Le premier tient à la mentalité masculine qui n’est pas encore en phase avec la condition actuelle de la femme. Un exemple répandu dans notre société : La gestion et la responsabilité du ménage repose, en majorité, sur les épaules de la femme, qui est tenue de concilier, aux dépens de sa santé et de son bien être personnel, entre tâches ménagères et activités professionnelles. Sur ce registre, les principes de complémentarité et de partage sont quasi-absents, et l’égoïsme masculin est dominant, hormis des exceptions qui ne font pas la règle.

Le deuxième tient à l’inadéquation entre la théorie, traduite par l’arsenal législatif pionnier, et la pratique encore anachronique, illustrée par le vécu des femmes. Peu sensibilisées, et méconnaissant la teneur de la loi, les femmes ont du mal à faire valoir leurs droits, notamment en cas de divorce. Celles qui n’ont pas d’activité rémunérée, ayant été dans une  situation de dépendance financière de leur ex-époux, voient leur situation, et celles de leurs enfants, se dégrader grandement.

Le troisième paradoxe, tient à la promotion à double vitesse de la condition féminine entre femme citadine et femme rurale. Cette dernière mène une vie difficile dans un milieu austère, privé de toutes les commodités. C’est la femme agricultrice, bergère, artisane…celle qui franchit des kilomètres et des kilomètres pour ramener l’eau, et le bois, celle qui a plusieurs bouches à nourrir, celle qui a vu son droit à l’éducation bafoué, celle qui souffre de la précarité, et du dénuement. Dans l’arrière pays, le calvaire des femmes se transmet de génération en génération, et de mère en fille. Ce n’est pas que la femme citadine n’a pas de difficultés, elle en à la pèle. Ce qui la privilégie de sa congénère rurale, est qu’elle jouit de toutes les commodités, et de beaucoup plus de chances en termes d’accès à l’éducation, au savoir et au travail, sources d’épanouissement, d’autonomie et d’accomplissement de soi.

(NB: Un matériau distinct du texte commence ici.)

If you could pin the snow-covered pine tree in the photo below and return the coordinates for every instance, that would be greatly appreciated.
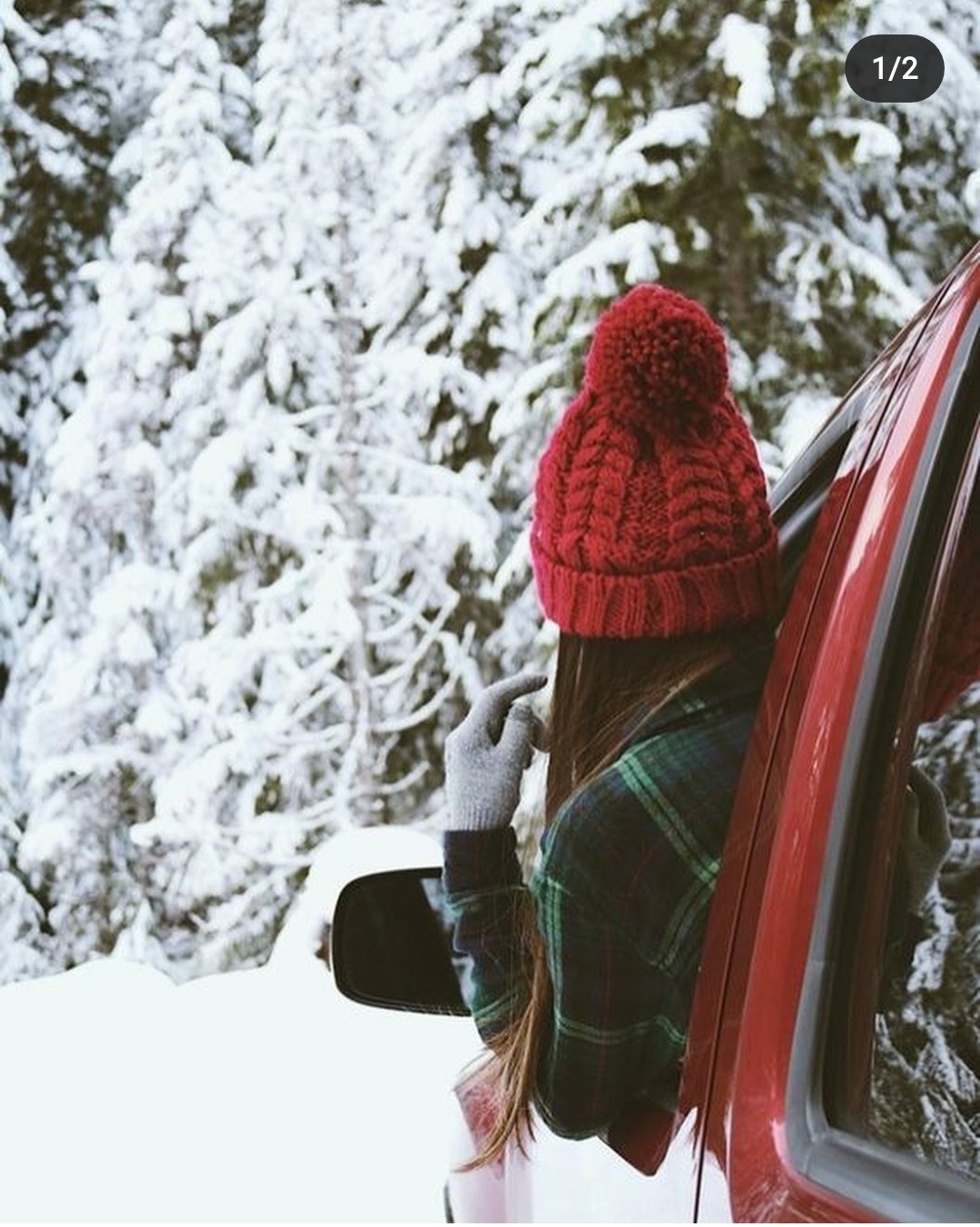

Moralité de l’histoire, un long chemin reste à parcourir pour mettre en adéquation le texte et le contexte. Une révolution est à aussi mener dans les esprits, pour améliorer la condition de la femme, promouvoir son éducation et sa participation, selon le principe du mérite, à toutes les sphères de la vie active, dans le but d’atteindre l’équilibre au sein de la famille et de la société. Le tout est que les rapports entre hommes et femmes procèdent du partage effectif et de la coresponsabilité, et non de l’inimité et de la rivalité, totalement contre-nature.
H.J.


 

Commentaires 

 
#1 RE: Tunisie/ Condition de la femme : les trois principaux paradoxes
Ecrit par Montygolikely     12-08-2014 17:53
Le paradoxe c'est que, souvent, quelques kilomètres seulement séparent la "citadine" de la "rurale".